See the important update at the end of the post.
How can a former Saddleback worship leader sit in an Ontario jail with no money, no defence attorney and no one from churches he works for, or worked for in California stepping up and helping him out? Why aren’t people from the churches he was coming to visit here in Canada helping him? What Canadian churches were expecting him, and are they assisting him?
Charlie Clark lists himself as a worship leader at 1st Presbyterian Church Ladera Ranch, California, he lists a former music professor at Orange Coast College a former worship team member at Saddleback Lake Forest, and as the former worship pastor at North Orange Christian Church, Peninsula Community Church in Rancho Palos Verdes, and worship pastor at Grace Church in Cypress California.
Where is this mans family?
Clark is not listed on the Saddleback Lake Forest site, there is nothing on the church blog about his arrest, I didn’t find anything about a Saddleback missions trip to Peru.
Charlie Clark is employed as the contemporary worship leader at 1st Presbyterian Church Oceanside according to the church annual report. Are fellow leaders and the congregation doing anything to get Clark a Canadian lawyer and get him out of jail until his trial? There is nothing about his arrest in the church newsletter from July or August. There is nothing on the church Facebook page.
Charlie Clark is sitting in jail in Milton Ontario because he was arrested at Toronto Pearson International Airport July 23rd. He said he was coming to Canada to visit churches after a missions trip to Peru.
Charlie Clark, 58, of Trabuco Canyon, California, remains in custody after a brief appearance in Brampton court today (Wed. Aug. 14) and has been forced to find a new lawyer because he has no money.
“Given the fact he is a U.S. national and was unable to have anyone come forward to retain me I was forced to halt my defence of him,” said defence lawyer Gary Batasar. “I certainly wish him the best and I hope he is ultimately vindicated.”
Clark was also denied bail because no one has shown up to act as his surety.
Last month, Canada Border Services Agency officers arrested Clark shortly after he exited a flight from Lima, Peru at Pearson International Airport.
During an inspection, customs officers found “anomalies” on a passenger’s suitcase. They opened the luggage and discovered about nine kilograms of cocaine, believed to be valued at more than $850,000.
The case was turned over to the RCMP.
Clark is charged with importing a controlled substance.

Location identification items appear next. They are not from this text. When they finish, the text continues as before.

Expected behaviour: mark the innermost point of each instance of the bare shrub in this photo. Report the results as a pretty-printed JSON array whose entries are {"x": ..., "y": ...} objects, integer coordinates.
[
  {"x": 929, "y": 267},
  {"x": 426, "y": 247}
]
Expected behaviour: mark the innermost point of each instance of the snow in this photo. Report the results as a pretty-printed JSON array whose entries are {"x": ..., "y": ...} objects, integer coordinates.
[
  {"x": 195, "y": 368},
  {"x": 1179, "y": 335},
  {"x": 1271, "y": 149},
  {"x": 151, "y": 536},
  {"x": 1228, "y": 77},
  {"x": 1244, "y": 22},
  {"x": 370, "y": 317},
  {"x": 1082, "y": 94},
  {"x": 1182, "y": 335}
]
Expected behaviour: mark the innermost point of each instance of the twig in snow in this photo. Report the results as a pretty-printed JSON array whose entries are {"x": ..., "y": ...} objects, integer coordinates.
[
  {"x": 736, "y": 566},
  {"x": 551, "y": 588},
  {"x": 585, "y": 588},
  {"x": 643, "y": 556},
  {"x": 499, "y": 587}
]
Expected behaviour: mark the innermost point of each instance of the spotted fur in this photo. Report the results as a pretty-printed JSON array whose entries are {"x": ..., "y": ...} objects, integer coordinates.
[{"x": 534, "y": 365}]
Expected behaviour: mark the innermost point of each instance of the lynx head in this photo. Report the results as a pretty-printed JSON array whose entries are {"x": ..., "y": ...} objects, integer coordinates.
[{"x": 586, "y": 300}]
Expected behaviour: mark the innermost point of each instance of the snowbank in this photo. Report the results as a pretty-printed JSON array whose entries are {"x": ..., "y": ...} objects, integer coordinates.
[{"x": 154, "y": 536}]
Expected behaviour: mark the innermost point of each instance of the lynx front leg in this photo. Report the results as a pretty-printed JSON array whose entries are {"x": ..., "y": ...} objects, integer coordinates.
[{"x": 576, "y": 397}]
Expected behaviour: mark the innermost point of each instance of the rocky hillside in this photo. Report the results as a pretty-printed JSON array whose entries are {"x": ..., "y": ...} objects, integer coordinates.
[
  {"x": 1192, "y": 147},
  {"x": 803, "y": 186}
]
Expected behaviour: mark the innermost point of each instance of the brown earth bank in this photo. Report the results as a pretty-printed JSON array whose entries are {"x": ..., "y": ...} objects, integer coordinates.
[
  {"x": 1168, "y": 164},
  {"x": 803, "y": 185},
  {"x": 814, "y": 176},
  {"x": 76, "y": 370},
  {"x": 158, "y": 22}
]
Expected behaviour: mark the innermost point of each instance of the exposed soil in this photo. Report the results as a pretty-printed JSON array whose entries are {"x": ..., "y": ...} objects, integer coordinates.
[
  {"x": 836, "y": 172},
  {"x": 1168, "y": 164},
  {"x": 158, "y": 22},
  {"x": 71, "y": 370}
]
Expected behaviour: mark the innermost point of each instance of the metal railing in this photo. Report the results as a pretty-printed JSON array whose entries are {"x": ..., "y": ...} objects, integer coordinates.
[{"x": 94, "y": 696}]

Charlie Clark has been in jail about 3 1/2 weeks. I’m speculating he went to Peru through a PCUSA missions opportunity. According to the US Embassy, he has the right to Canadian legal aid if he can’t afford an attorney.
…the Consulate, upon request, can facilitate communication with family and friends, provide a list of attorneys, and assist in arranging the transfer of personal funds from the U.S. to pay legal or other costs.
…The Consulate strongly suggests that detainees obtain the services of an attorney, either private counsel or one provided through the Canadian legal aid system.
His former lawyer:
Batasar said the charge makes no sense and both he and his client believe the drugs were planted.
“My client is stunned by the allegations and it certainly does not comport with his work as a missionary,” Batasar said. “It’s clear that he was an unwitting dupe and we look forward to an expeditious trial of this matter and a formal declaration of his innocence.”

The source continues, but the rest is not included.